A military spokesman said a cease-fire would take hold, but wary scepticism remained: This is the conflict’s second peace deal.
The truce signed by President Salva Kiir and former Vice President Riek Machar late Friday in neighbouring Ethiopia calls for a cessation of hostilities within 24 hours and unhindered humanitarian access.
Though it is the second peace deal of the nearly five-month conflict, the two leaders did not attend talks that forged the first cease-fire in January. This time they stood face to face, a hopeful sign one week after United States Secretary of State John Kerry met with Kiir in South Sudan’s capital and spoke to Machar by phone. Days later U.N. Secretary-General Ban Ki-moon flew in, adding to the pressure.

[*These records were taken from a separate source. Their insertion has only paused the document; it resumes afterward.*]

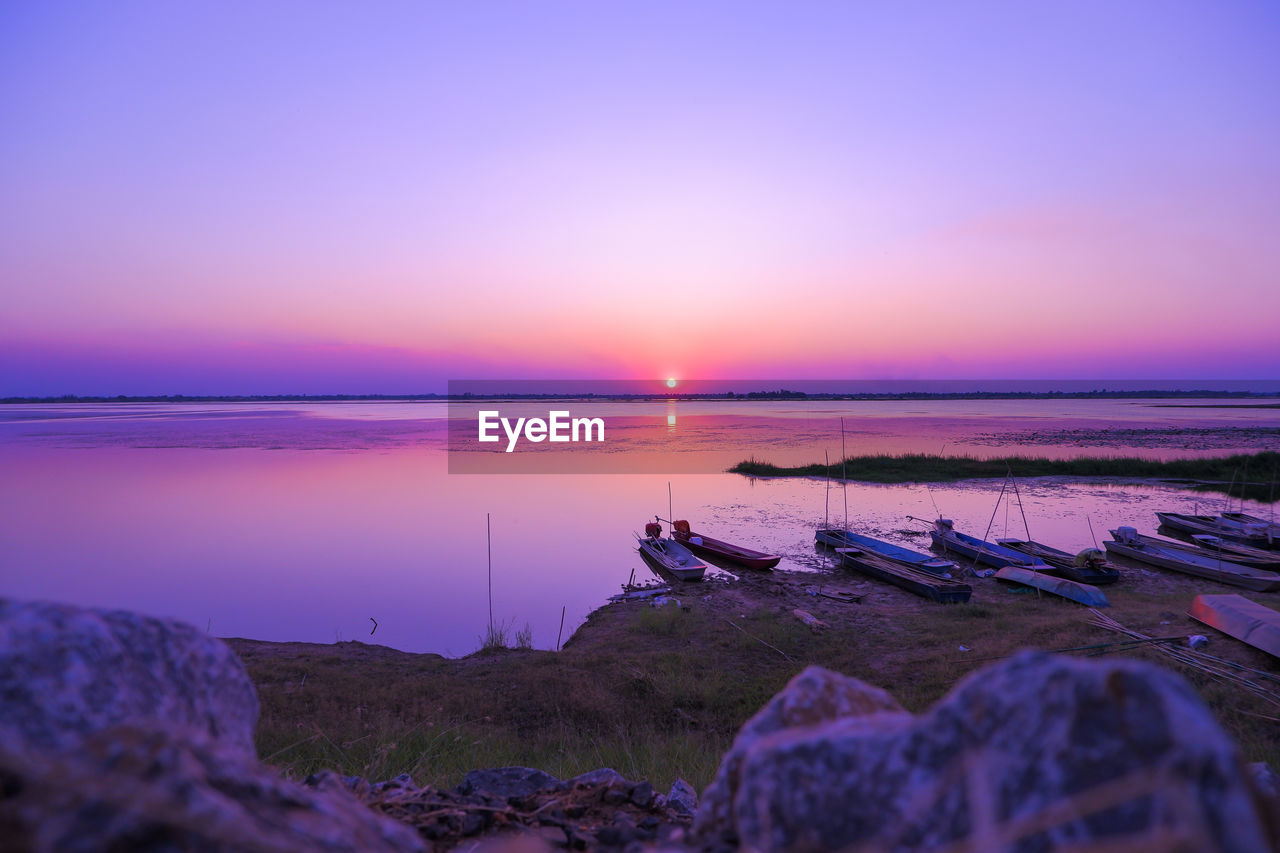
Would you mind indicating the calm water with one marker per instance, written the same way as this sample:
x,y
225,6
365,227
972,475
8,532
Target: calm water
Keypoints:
x,y
301,521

The warfare has thrown an extremely poor country up against the edges of severe hunger. A new analysis released today by the World Food Programme, Save the Children and South Sudan government found food needs deepening to “alarming” levels in areas isolated by conflict, particularly several counties in Unity state, where up to 75 per cent of people face severe hunger.
The fighting, which has often pitted Kiir’s ethnic Dinka against Machar’s ethnic Nuer, has killed thousands of people, often in what a new U.N. report this week said were gross violations of human rights “on a massive scale”. More than 1.3 million people have fled their homes, and aid officials fear that mass hunger will set in later this year.
“Big news from Addis,” Toby Lanzer, the top U.N. aid official in South Sudan said on Twitter yesterday. “Calling on both parties to facilitate deliveries of emergency relief to people in need now: open roads for truck convoys & rivers for barges.”
Asked by The Associated Press if there is any evidence that the parties will open up aid access, Lanzer replied: “It’s a better result than many would have expected.”
EU foreign policy chief Catherine Ashton welcomed the agreement.
South Sudan is a largely Christian and animist nation that broke off from the Muslim-dominated Sudan after a 2011 referendum.